Overblog
Editer l'article Suivre ce blog Administration + Créer mon blog

Publié par Saoudi Abdelaziz

 

 

 

Lors d'une mobilisation à Toulouse en juin 2010.

DR

 

 

Une mission d’information parlementaire française sur les immigrés âgés a été créée le 20 novembre dernier, pour contribuer à ce  que ces personnes puissent « vieillir dignement ». La mission a prévu de se rendre du 12 au 15 mai en Algérie et au Maroc pour rencontrer, notamment, des responsables des caisses de sécurité sociale et des ministères sociaux ainsi que des services consulaires. Carine Fouteau fait le point dans Mediapart

 

 

Droits des vieux immigrés: la mission de la dernière chance

 

 

Par Carine Fouteau, 10 mai 2013

 

 

Que faire de ces vieux immigrés qui ont retroussé leurs manches des années durant à assembler des Renault 5, à construire des routes nationales ou à balayer les rues de Paris ? Que faire d’eux, une fois que leur employeur les a licenciés ou que leur force de travail les a abandonnés ? Cette question taraude les pouvoirs publics français depuis une décennie, voire plus, depuis que ces hommes et ces femmes, arrivés en France dans les années 1950, 1960 et 1970, ont atteint l’âge de la retraite. Sans que ne soient apportées de réponses concrètes, comme si l’État s’accommodait de leur invisibilité.

 

(...) Mais le rapporteur Alexis Bachelay, député PS des Hauts-de-Seine, a déjà une idée précise des enjeux et des réformes à mener. À Mediapart, il explique la démarche de la mission et dévoile ses intentions.

 

Connu, l’état des lieux n’en est pas moins effarant. « La situation était indigne il y a vingt-cinq ans, aujourd’hui c’est carrément scandaleux, ça ne peut plus durer, certains vieux messieurs vivent toujours dans la chambre de 7 mètres carrés qu’ils occupent depuis leur jeunesse, avec une douche sur le palier et une cuisine commune », indique l’élu d’une circonscription dans laquelle sont implantés six foyers, dont ceux de Gennevilliers. « Vu l'état de délabrement de certains logements, on peut parler de maltraitance », poursuit-il.

 

La mission a décidé de centrer ses travaux sur les 850 000 immigrés (dont certains ont acquis la nationalité française) âgés de plus de 55 ans. Parmi eux, 350 000 ont plus 65 ans et 40 000 vivent encore en foyer. Débarqués au début des Trente glorieuses, les Maghrébins sont les plus nombreux (70 %), les Africains subsahariens, des Maliens et des Sénégalais surtout, les ont rejoints, de vieux Chinois aussi.

 

Beaucoup touchent le minimum vieillesse, qu’ils perçoivent sous la forme de l’Allocation de solidarité aux personnes âgées (Aspa), car ils ont enchaîné les petits boulots, mal payés, à temps partiel, mal ou non déclarés parfois à leur insu. Les discriminations subies au moment du recrutement et dans l’évolution de leur carrière se sont traduites par des inégalités salariales jamais rattrapées.

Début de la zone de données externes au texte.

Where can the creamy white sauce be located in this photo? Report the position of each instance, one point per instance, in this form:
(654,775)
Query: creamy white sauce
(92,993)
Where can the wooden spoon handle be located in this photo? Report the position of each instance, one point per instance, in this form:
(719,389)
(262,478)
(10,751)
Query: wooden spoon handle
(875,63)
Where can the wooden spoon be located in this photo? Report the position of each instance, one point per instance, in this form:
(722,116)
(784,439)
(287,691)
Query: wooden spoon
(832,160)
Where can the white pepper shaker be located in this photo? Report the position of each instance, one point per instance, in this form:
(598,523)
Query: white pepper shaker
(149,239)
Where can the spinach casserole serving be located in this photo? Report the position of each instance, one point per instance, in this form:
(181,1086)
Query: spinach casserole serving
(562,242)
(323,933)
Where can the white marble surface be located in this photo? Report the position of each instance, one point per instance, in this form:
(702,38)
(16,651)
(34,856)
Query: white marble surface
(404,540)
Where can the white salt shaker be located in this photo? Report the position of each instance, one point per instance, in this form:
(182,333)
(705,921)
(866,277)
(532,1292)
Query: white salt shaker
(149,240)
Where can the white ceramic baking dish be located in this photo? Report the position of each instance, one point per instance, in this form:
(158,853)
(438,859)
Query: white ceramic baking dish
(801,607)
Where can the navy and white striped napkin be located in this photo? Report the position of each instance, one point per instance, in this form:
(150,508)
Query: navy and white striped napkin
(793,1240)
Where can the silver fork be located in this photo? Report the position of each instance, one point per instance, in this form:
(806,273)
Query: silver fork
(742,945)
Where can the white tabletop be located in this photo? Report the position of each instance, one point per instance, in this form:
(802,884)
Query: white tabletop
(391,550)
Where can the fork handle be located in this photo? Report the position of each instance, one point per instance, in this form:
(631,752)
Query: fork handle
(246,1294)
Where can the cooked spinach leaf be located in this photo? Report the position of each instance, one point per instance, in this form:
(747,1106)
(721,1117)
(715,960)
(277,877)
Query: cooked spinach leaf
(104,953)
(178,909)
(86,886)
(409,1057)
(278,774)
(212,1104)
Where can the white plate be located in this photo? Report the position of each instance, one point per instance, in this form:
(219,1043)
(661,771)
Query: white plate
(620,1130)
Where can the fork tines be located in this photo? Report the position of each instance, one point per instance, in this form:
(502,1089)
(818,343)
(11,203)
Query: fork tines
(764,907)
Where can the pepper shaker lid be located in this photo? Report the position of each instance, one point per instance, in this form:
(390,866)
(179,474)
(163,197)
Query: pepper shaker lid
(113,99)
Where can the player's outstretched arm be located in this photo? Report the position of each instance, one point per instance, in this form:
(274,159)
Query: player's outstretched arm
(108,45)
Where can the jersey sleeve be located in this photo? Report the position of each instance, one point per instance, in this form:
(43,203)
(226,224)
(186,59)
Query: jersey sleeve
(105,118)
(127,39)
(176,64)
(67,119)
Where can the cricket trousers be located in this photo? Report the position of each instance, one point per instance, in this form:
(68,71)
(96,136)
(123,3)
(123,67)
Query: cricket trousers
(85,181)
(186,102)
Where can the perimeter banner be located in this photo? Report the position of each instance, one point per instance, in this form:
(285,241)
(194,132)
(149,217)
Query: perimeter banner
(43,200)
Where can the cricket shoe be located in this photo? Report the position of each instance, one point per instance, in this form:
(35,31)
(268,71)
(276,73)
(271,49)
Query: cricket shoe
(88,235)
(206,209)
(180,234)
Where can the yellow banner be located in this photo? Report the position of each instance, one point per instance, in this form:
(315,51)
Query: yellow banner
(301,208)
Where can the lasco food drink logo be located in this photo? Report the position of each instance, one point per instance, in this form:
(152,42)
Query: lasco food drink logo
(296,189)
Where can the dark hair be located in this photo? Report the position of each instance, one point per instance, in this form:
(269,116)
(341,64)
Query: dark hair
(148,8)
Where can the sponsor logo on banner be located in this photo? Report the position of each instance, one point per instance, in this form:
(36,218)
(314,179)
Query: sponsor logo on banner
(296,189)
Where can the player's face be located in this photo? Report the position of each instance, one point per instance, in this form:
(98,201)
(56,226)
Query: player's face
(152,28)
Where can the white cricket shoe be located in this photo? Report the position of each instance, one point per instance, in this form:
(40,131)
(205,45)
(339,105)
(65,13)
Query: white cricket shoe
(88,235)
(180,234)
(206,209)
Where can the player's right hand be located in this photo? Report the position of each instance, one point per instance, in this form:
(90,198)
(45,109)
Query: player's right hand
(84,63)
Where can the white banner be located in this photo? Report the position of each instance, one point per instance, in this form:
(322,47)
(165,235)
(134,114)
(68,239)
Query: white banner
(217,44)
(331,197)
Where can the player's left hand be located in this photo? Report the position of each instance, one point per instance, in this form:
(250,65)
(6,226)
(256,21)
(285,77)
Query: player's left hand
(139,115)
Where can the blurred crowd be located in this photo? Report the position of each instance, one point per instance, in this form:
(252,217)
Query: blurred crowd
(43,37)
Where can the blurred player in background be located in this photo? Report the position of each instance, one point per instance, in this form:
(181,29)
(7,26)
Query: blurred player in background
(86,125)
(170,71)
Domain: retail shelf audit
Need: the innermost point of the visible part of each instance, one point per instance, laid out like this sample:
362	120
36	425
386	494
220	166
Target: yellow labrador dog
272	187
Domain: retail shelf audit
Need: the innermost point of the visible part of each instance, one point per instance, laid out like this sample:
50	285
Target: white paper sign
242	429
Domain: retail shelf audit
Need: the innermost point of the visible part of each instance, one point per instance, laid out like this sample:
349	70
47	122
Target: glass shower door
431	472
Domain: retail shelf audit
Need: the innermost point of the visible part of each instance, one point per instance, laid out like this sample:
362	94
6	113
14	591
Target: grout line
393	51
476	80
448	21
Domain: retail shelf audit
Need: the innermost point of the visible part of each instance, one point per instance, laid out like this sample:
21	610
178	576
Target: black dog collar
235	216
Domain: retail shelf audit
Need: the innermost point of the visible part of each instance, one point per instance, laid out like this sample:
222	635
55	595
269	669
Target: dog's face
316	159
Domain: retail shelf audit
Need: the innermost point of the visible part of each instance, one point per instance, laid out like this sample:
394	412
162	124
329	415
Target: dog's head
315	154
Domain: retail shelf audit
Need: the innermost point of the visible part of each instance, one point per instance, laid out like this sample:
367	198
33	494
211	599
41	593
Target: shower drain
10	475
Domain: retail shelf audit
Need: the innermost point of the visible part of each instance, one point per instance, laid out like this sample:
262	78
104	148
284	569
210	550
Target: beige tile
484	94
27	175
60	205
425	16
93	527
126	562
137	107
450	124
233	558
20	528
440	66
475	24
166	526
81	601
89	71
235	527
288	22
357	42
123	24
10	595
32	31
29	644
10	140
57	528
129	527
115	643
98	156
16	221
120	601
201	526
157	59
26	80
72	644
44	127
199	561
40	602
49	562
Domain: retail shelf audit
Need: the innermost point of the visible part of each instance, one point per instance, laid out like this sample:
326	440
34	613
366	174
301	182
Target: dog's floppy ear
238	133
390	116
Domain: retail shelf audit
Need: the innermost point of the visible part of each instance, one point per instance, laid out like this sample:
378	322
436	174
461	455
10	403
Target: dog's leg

Cantonnés dans les emplois les plus durs, les plus dangereux et les moins qualifiés, ils ont été les premiers mis à la porte lors des restructurations industrielles des années 1980. « Les chibanis vivent en moyenne dix ans de moins que les autres. C’est comme les ouvriers, mais en pire », indique Alexis Bachelay, qui souligne que cette population, qui parle un peu le français mais ne sait pas forcément l’écrire, connaît mal ses droits et n’ose pas toujours les exercer. « Certains attendent le dernier moment pour se soigner, ce qui complique les traitements ou les rend inefficaces », observe-t-il. « Leur reprocher de venir en France profiter du système comme le font des responsables politiques est purement et simplement indécent quand on connaît la réalité », insiste-t-il.